The Unbearable Lightness of Being by Milan Kundera

 

unbearable lightness

This is the whimsical, weird, and sometimes wieldy love story of Tomas and Tereza, set mostly in Prague during the Russian invasion.  They meet while Tomas is visiting the small town where Tereza is working at a small inn, when she serves him his dinner.  After a bit of flirting, and circumstances that Tereza interprets as prescient, Tereza appears with her large suitcase at Tomas’s door and so they begin their lives together.

What is sometimes the charm of this story and sometimes the bane of the story is the perpetual tangent.  Most authors will backtrack to fill in context and background about the characters, and we see that here as well.  Occasionally, Kundera manages to create a lyrical lightness when he does this in this story.  Alternatively, while many authors will thread in an occasional plot line that seems disconnected but then ties in later unexpectedly, this book is plagued with so many tangents that do not tie in anywhere.  I feel as though this makes the book unnecessarily harder to read.

I will say that each of the characters is unique and colorfully drawn.  In choosing a third person narrator, Kundera provides almost a side door entrance into the minds of each of the characters and lets us know what each is thinking in his own, idiosyncratic way.  One fascinating character is Sabina, who is Tomas’s mistress.  She is an artist, very independent, and has her own lovers.  Through her, Kundera waxes very philosophical on what is light and what is heavy in life.   Through her we also see some of the consequences of the Communist regime changes, and she is the one character who manages to be free in her life choices and be free of the Communists ultimately.

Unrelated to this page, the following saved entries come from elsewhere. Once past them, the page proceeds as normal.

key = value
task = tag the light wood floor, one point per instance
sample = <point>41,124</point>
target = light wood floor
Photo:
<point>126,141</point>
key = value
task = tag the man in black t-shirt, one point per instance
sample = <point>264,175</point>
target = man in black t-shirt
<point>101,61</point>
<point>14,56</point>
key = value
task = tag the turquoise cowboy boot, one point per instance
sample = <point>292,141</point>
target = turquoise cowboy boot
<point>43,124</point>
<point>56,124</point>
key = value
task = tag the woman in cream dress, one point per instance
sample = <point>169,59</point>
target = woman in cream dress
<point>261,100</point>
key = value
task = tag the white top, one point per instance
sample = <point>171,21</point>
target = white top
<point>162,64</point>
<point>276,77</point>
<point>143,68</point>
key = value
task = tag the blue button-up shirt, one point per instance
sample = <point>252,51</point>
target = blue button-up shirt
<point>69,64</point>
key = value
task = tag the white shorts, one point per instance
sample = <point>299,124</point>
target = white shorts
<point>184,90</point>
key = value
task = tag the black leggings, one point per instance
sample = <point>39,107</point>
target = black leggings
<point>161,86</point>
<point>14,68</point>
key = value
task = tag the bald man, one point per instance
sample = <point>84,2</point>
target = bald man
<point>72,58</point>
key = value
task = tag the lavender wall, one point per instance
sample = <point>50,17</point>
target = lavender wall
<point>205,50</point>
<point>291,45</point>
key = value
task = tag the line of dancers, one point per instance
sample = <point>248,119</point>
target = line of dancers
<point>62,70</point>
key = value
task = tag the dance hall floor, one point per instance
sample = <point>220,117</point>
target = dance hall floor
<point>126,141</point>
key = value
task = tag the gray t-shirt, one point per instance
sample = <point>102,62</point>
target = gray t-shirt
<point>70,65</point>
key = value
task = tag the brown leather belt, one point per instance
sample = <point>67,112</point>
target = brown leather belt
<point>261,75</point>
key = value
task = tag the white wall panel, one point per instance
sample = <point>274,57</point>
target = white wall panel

I think this is another of those books I would have liked to read in an English class, during which I might’ve digested more of the symbolism with others who were smarter than I and who were more familiar with the historical context than I.  I might’ve benefitted from that and appreciated the book more.  As it was, I did enjoy some of the writing, the creativity, and philosophical musings of the author, even while I found it occasionally onerous and hard to get through.